I have been avoiding alone time with Hoseok Oppa. Why you may ask? It's because Hoseok and Somi had broken up. I didn't ask for a reason why and I didn't want to know why either because now that Hoseok was single, it just makes it more difficult to hold back on my own emotions. I've noticed too that his eyes on me had changed. They lingered on me longer than usual and those brown orbs followed me where ever I went. I had to repeat my vows every night before I went to bed so that I would stay focus on what my mission and role is in this family.

Instead, I'd spent most of my time with Grandma. I'd retell the stories that Hoseok had told me about Yoona and Grandma. I'd do what she used to do and dance to songs with Grandma. I would giggle and genuinely enjoy my time with Grandma. I've been true to my words as I have been feeding Grandma her medicine daily. She was becoming more lively and energetic with me around. I was with her at all her appointments and Dr. Park says that Grandma was doing a lot better now than before.

I played it safe with Minjoo by letting her start the conversations between us and then slowly choosing my words with her. I was afraid of her finding out about the real me that I avoid her using Grandma as an excuse for a while. But as time went by, I couldn't dodge her anymore. She would ask me about how cute American boys were and how the country was. I would make up stories and with the help of Hoseok, I managed to convince her into believing me. We texted and talked often while I stayed in the Jung's Resident.

Minjoo would even come to my room and we would sleep and gossip all night about our favorite K-pop idols to see who was cuter or the better dancer. But she'd always end up choosing Hoseok in the end. I quickly learned that she had the hugest crush on Hoseok for the longest time and that Yoona had always made fun of her for it. So I played along too. I hoped it would lessen my feelings for Hoseok. Every time Hoseok Oppa was around Minjoo and myself, I would smile suggestively and wiggle my eyebrows towards Minjoo to tease her. She's always ended up throwing things at me to stop my teasing before running away to hide her blushing face.

It was nice to have a friend to talk to, even if it was all just pretend. I tell myself not to get attached to Minjoo because I wasn't here to stay. But it's hard not to like Minjoo. She was like a best friend whom I've never had before. And it just kills me that when this is all over, so would my friendship with Minjoo. I could see why Yoona loved Minjoo as her own sister as I too have grown to love her as if she was my own sister.

In the month that I spent here with the family so far, I've never felt out of place.
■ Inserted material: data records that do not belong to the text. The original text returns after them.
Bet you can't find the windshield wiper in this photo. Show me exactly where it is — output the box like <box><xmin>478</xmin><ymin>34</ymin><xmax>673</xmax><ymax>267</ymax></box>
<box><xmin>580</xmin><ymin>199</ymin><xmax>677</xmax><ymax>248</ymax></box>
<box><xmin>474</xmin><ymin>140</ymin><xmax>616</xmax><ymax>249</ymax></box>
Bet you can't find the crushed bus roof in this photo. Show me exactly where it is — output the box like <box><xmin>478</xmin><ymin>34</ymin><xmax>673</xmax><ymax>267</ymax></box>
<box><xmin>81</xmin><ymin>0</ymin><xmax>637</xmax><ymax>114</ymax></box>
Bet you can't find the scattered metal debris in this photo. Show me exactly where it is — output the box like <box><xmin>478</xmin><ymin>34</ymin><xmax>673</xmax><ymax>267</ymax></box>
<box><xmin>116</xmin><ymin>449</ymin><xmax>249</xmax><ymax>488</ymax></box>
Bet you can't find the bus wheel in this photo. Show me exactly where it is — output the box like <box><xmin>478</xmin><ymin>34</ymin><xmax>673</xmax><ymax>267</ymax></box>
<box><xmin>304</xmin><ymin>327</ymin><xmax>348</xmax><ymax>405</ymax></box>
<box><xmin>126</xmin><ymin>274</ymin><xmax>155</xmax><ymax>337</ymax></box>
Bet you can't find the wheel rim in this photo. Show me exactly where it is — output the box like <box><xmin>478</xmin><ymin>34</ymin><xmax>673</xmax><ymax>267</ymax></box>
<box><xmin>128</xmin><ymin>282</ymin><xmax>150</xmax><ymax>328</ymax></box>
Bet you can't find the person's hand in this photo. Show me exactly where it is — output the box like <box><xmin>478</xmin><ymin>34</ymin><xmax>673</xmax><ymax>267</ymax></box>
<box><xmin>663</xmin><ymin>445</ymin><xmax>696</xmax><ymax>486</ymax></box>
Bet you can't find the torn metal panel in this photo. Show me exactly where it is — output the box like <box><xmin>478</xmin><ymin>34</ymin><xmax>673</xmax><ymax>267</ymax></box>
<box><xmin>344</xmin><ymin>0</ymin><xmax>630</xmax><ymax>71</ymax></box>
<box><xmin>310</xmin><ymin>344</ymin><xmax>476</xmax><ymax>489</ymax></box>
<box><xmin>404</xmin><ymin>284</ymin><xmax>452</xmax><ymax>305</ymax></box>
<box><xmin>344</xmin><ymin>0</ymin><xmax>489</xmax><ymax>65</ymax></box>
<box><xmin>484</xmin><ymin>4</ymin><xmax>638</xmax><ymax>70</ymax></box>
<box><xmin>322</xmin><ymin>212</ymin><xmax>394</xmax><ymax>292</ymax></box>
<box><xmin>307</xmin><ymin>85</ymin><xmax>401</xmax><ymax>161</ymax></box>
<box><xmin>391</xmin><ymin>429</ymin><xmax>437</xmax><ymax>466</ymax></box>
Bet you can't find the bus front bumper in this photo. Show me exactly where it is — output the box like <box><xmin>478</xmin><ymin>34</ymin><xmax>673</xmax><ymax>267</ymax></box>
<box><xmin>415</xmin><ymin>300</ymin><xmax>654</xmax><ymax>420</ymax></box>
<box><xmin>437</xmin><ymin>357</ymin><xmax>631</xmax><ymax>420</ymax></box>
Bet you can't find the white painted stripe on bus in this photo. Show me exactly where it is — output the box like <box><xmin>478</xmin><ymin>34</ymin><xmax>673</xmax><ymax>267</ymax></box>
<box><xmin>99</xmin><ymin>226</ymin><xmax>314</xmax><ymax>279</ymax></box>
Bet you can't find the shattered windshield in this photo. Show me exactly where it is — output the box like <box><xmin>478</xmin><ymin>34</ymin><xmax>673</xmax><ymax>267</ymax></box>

Everyone loved me and even though I was still avoiding alone time with Hoseok, I was grateful to have him near to help me with every slip that I let out. Everything was going great. Grandma was healing, everyone was happy, and all was perfect until today when Minjoo had bought me a present.

"Yoona, since you kept your arrival in Korea a secret, I didn't get a chance to get you anything when you came back from America. So I went out earlier and got you a present."

"A present?! What is it?! Gimme gimme! I wanna see!"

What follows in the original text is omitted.